僕は「笑う警官」を読んだ後、映画化されていることを知って見ようと思っていたのだが、どこかで垣間見た一映画ファンの酷評で、どうしようかと迷ってしまい、まだ見ていない。
普段は他の人の批評などあまり気にしないのだが、何故かわからないがちょっと引いてしまったのだ。
映像化されたものと原作の小説は別作品だということは、いつも感じていることなので、そのこと自体は気にしてないのだから、まあいつかDVDをレンタルしてみて見ようとは考えている。
そんなことを思いながら、たまたまいすみ市に一人暮らしをしているおふくろを訪ねた時、いつも寄る古書店で本書を見かけて、他にも気になる文庫数冊と共に買い求めた。
今回の舞台は北海道警察本部で、前作で胸のすく活躍を見せた札幌大通署の佐伯刑事や、小島百合巡査も登場する。そして、前作で事件の渦中の人であった津久井刑事もその存在を示す。
北海道の歓楽街・薄野周辺と思われる交番に二人の女性が飛び込んできた。女性人権会議ジャパン札幌事務所の酒巻純子という女性が、タイから売られて来た少女を救おうとして、暴力団員から追われて、交番に駆け付けたのだが、交番の巡査が呼んだのは少女の身元保証人だという男だった。だが、酒巻純子が見ると、男は自分たちを追ってきた暴力団員だった。
ビルの5階にあるバーの非常階段から男が落下して死亡するという事件が起こる。バーはどうやら暴力バーのようだったが、事故死ということで片づけられた。
不可解な様相を示す冒頭の二つのエピソードによって、物語の幕が切って落とされる。これらのエピソードは、後に重大な意味を持つことになるのだが…。
イトルが示すように、北海道警察本部の生活安全部に警察庁からの監察が入る。警察庁から乗り込んできたのは、キャリアの監察官・藤川警視正と、種田主査だ。

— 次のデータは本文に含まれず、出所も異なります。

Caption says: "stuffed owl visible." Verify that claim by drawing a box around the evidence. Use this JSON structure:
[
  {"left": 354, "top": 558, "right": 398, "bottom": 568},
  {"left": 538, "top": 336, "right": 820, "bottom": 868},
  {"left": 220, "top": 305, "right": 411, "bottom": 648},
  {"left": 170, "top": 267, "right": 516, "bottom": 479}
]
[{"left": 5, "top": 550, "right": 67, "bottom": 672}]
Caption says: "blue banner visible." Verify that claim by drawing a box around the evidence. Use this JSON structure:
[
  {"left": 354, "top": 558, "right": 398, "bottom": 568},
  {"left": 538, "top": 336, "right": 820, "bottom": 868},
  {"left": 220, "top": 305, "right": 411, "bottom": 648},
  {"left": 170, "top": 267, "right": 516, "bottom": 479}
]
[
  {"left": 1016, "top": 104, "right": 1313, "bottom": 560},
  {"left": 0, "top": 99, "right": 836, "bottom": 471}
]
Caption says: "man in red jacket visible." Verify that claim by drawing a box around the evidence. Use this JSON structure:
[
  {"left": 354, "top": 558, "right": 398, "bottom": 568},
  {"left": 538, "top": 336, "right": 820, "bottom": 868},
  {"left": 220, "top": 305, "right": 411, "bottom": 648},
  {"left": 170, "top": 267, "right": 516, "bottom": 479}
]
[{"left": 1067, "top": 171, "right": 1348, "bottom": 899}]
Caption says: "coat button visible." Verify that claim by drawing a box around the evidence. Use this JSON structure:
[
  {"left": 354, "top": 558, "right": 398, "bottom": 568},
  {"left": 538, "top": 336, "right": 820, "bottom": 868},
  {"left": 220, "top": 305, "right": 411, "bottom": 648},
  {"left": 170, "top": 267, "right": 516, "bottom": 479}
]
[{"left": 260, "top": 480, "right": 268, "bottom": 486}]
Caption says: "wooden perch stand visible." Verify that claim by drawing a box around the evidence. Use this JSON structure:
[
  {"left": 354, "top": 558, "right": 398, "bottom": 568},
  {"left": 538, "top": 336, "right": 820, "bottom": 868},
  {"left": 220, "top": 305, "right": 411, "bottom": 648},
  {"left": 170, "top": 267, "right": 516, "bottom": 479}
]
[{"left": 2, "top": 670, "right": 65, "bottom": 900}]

北海道警察本部で出迎えたのは本部長の奥野と秘書課長の広畑。彼らは藤川らを懐柔するために夜の接待に導くのだが、監察官・藤川が協力を要請したのは「笑う警官」で、百条委員会で裏金問題について証言した津久井刑事だった。
一方、札幌大通署の佐伯刑事たちは、ホテルでの部屋荒らし事件の捜査を進めていた。荒らされた部屋の客は、暴力バーの非常階段から落ちて死んだ男の父親だった。父親はどうしても息子の死を事故だとは思わず、殺されたのだと信じており警察に再調査を依頼に来ていたのだ。
津久井刑事の協力による藤川監察官の綿密な調査にもかかわらず、北海道警察生安部には不審な点はなにも出てこなかった。
だが、どこかがおかしい、と藤川の勘は示していた。
今回は前作の「笑う警官」の時のように、タイムリミットはないのだが、タイ国との間の国際問題にまで発展しかねない問題もあり、佐伯刑事たちの捜査と、藤川監察官の調査が次第に交錯していくさまが、スリリングに描かれて、胸を躍らせる。
よく敵役にされるキャリア警察官の権威と、一介の刑事の協力が隠された事実を明らかにしていく過程が、前作同様のカタルシスを感じさせる。本書だけで十分その面白さは伝わるのだが、北海道警を舞台にした物語はまだこの後も続くようだ。通して読むことにより面白さもより増すようだ。